Türk Toraks Derneği Tüberküloz Çalışma Grubu Başkanı Doç. Dr. Tülin Sevim, ''68. Verem Savaşı ve Propaganda Haftası'' dolayısıyla AA muhabirine yaptığı açıklamada, tüberkülozu yani veremi, insanlığın en eski, en çok öldüren hastalıklarından biri olarak tanımladı.
Veremin tedavisinin günümüzde mümkün ve ucuz olduğunu belirten Sevim, "Ancak buna rağmen hala dünyada büyük bir sağlık sorunudur'' dedi.
Tüberküloz mikrobunun (basili) hava yoluyla hastadan sağlıklı kişiye bulaştığına işaret eden Sevim, öksürüğün hastalığın yayılmasında önemli olduğunu kaydetti. En çok akciğerleri tutan hastalığın tüm organlarda görülebileceğini ifade eden Sevim, ''Tedavisi en az 6 ay sürer ve tümüyle iyileşir. Tedavi ile kısa sürede bulaştırıcılık sona erer. Bu nedenle düzenli ilaç kullanan hasta bulaştırıcı değildir. Tedavisiz kalan ya da düzensiz tedavi alan hastaların bulaştırıcılığı sürer, hastalık ilerler ve ölümlere neden olabilir'' şeklinde konuştu.

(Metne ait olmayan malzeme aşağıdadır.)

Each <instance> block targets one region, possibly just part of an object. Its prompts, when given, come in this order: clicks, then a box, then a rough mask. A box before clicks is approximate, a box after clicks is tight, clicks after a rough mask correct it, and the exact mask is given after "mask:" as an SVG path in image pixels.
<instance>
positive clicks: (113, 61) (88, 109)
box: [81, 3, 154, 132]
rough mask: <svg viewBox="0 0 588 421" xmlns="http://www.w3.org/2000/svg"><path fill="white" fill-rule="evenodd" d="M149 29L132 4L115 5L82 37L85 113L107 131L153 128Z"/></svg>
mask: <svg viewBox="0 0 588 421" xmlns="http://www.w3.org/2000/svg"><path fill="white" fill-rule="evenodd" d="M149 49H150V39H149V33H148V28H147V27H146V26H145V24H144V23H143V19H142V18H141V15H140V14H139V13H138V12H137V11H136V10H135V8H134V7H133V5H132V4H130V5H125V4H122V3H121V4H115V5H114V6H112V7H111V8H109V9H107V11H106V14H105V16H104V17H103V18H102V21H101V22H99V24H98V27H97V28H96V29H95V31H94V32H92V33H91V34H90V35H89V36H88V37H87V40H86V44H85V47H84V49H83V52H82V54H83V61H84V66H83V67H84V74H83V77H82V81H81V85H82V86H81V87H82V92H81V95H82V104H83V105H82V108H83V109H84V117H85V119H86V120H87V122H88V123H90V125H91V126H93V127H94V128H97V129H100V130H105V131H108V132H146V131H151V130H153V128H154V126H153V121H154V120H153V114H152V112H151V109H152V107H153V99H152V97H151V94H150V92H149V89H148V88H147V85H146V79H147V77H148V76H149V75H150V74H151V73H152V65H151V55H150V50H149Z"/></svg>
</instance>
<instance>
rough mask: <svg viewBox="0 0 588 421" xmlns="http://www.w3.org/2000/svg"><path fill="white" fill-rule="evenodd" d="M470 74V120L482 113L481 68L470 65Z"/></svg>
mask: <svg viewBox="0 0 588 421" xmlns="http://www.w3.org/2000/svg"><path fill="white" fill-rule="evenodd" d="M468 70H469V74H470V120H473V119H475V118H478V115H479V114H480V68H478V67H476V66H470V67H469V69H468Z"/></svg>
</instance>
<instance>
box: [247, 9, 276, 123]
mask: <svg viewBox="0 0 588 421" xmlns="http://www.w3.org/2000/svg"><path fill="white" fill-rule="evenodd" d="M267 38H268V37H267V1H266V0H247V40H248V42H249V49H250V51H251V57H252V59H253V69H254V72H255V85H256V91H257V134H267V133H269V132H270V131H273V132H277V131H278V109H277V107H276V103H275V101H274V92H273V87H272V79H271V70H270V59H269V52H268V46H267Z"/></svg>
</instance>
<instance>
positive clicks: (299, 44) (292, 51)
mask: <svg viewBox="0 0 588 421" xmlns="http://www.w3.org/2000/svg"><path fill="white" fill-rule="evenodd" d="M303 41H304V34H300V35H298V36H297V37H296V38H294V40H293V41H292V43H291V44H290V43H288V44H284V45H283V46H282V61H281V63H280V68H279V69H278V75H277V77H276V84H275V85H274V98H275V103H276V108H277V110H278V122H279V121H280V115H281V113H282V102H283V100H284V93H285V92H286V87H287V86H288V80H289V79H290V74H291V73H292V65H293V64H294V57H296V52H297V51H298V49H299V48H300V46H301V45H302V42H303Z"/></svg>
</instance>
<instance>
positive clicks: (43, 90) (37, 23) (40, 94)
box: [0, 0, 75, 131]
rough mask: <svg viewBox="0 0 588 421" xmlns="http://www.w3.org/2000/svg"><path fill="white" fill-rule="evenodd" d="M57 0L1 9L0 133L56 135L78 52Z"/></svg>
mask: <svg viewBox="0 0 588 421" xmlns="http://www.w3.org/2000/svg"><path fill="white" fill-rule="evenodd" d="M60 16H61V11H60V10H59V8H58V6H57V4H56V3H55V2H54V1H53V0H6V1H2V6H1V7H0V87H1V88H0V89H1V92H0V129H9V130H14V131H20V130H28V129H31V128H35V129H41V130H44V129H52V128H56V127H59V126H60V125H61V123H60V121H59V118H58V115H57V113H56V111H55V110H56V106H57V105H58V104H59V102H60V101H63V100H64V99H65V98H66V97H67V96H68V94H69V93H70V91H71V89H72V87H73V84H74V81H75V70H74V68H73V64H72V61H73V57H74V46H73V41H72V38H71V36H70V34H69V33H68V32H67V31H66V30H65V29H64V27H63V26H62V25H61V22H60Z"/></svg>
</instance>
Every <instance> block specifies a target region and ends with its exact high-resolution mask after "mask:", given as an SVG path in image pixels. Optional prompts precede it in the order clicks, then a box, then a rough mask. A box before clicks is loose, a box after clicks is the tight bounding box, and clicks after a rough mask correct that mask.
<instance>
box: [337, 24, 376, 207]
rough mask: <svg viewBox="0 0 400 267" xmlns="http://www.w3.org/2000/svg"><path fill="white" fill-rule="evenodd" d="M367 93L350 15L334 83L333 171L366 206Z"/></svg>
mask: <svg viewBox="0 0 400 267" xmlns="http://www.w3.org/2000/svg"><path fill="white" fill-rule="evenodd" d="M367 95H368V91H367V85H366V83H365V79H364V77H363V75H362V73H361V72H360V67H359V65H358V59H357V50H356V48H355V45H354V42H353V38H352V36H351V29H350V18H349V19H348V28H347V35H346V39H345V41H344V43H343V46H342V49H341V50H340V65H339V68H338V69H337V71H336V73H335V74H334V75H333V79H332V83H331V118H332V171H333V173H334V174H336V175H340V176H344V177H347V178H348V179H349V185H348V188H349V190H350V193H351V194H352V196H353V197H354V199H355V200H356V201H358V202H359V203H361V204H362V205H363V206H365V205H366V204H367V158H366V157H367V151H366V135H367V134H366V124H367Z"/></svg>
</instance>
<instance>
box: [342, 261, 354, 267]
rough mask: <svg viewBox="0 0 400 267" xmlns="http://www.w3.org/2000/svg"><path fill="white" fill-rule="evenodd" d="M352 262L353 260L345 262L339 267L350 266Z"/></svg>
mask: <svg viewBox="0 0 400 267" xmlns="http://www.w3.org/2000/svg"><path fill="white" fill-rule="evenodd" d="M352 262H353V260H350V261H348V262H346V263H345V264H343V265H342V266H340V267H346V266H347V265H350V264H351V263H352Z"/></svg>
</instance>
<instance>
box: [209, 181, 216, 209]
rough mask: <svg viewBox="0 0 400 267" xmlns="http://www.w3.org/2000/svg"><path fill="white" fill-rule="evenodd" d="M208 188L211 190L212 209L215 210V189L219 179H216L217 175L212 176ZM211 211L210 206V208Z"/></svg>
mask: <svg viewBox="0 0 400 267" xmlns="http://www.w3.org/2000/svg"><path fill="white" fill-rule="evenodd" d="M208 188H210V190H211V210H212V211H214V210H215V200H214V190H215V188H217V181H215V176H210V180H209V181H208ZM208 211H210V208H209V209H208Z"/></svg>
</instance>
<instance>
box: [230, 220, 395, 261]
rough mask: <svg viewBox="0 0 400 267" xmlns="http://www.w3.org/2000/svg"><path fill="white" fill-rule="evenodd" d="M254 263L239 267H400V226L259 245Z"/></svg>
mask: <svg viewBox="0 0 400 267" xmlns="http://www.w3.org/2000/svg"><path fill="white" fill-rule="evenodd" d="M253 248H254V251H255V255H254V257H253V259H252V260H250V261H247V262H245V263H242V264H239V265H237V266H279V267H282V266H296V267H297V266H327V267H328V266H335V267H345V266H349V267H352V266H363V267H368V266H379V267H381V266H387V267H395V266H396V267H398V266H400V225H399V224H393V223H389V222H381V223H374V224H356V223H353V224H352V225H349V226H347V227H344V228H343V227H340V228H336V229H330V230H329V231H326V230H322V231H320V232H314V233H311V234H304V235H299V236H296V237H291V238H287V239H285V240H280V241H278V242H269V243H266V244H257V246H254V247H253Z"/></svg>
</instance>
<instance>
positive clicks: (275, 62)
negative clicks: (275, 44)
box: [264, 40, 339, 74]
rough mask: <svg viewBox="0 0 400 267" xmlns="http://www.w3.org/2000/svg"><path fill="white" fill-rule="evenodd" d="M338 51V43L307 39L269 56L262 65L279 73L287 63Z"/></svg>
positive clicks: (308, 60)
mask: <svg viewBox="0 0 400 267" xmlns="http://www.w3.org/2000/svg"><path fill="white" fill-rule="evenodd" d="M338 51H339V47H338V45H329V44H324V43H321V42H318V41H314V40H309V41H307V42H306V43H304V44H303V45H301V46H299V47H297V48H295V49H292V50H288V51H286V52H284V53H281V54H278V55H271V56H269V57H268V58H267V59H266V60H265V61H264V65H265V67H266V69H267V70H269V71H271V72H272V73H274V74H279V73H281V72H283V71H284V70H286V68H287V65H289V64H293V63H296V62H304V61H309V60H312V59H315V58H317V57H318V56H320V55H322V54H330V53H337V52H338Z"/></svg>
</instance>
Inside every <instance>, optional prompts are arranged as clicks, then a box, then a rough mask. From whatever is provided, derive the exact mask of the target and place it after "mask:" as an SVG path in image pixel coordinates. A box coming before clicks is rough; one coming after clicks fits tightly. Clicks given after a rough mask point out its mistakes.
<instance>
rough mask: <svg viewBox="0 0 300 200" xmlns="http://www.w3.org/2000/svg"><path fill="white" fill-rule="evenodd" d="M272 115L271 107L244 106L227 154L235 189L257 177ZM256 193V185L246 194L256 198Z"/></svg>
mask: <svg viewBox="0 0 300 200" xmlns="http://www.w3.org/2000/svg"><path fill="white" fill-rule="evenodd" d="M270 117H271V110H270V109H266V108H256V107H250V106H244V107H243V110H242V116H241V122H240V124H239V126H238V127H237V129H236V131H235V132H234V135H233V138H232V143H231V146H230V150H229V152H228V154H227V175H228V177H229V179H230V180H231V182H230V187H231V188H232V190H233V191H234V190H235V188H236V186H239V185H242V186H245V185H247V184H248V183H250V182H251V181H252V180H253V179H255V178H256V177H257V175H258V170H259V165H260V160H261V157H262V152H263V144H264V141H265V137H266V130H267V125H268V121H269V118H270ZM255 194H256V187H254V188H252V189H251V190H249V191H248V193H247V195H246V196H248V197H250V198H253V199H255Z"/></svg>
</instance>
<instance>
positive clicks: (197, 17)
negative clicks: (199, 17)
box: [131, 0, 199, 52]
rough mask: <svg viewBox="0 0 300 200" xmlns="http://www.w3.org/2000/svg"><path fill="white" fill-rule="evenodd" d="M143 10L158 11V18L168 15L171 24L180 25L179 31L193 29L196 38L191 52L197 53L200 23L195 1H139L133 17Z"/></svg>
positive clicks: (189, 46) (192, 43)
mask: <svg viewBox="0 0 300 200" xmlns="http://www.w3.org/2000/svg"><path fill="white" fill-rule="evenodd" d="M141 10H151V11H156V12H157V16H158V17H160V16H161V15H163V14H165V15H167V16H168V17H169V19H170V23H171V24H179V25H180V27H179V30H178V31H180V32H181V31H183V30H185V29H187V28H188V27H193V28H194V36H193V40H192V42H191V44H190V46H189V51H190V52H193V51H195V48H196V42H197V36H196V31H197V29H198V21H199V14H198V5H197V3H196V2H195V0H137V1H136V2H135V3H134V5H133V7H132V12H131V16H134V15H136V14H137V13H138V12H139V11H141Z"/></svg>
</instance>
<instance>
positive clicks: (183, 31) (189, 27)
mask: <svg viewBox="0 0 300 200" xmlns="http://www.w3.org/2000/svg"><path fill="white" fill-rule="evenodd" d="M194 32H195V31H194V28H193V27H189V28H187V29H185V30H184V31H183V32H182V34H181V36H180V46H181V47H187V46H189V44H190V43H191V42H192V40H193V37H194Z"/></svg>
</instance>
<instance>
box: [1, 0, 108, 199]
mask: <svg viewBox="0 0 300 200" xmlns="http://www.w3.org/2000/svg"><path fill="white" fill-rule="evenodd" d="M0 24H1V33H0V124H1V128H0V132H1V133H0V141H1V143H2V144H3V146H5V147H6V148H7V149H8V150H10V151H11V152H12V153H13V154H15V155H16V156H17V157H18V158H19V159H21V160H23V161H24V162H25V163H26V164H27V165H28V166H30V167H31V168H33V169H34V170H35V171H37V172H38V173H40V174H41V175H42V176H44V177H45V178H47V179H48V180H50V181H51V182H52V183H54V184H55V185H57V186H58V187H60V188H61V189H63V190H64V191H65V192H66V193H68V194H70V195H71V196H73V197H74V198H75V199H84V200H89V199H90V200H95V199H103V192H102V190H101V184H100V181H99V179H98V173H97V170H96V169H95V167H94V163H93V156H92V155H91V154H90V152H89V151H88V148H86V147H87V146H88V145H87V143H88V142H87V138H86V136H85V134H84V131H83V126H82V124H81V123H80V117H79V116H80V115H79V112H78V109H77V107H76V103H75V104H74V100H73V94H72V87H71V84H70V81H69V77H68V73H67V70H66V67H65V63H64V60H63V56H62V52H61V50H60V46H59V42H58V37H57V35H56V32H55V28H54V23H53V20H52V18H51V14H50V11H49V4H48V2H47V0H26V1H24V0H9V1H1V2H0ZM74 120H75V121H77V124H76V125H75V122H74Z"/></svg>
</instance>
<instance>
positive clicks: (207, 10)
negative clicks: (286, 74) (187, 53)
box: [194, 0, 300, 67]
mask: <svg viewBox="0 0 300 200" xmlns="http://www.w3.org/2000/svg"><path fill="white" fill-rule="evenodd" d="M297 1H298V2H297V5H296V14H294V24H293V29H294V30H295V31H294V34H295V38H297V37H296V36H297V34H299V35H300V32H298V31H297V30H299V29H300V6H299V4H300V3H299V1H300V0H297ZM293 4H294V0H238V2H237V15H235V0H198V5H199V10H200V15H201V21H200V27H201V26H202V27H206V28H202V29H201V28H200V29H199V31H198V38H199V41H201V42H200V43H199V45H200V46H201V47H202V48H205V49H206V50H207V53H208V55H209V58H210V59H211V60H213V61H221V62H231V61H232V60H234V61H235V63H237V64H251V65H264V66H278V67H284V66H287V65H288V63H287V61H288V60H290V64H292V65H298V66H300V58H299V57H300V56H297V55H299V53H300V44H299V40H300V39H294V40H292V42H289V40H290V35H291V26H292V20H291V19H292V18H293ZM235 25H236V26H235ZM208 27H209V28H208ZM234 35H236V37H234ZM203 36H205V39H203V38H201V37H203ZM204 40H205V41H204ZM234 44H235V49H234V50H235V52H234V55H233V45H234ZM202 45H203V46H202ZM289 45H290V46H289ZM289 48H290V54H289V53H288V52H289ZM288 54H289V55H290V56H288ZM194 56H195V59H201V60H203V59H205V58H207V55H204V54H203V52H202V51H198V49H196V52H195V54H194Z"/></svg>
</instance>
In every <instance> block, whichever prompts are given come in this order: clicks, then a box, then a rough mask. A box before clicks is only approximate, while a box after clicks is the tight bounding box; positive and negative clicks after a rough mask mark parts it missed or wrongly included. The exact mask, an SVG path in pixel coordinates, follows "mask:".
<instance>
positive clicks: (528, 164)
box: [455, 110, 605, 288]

Dünyada 9 milyon yeni tüberküloz hastası
Dünya Sağlık Örgütünün 2013'te dünya genelinde 9 milyon yeni tüberküloz hastası ortaya çıktığını hesapladığını anlatan Sevim, "Bunlardan 1,5 milyonu ölmüştür. Yani günümüzde hala her gün 4 bin 100 kişi verem hastalığından ölmeye devam etmektedir'' ifadesine yer verdi.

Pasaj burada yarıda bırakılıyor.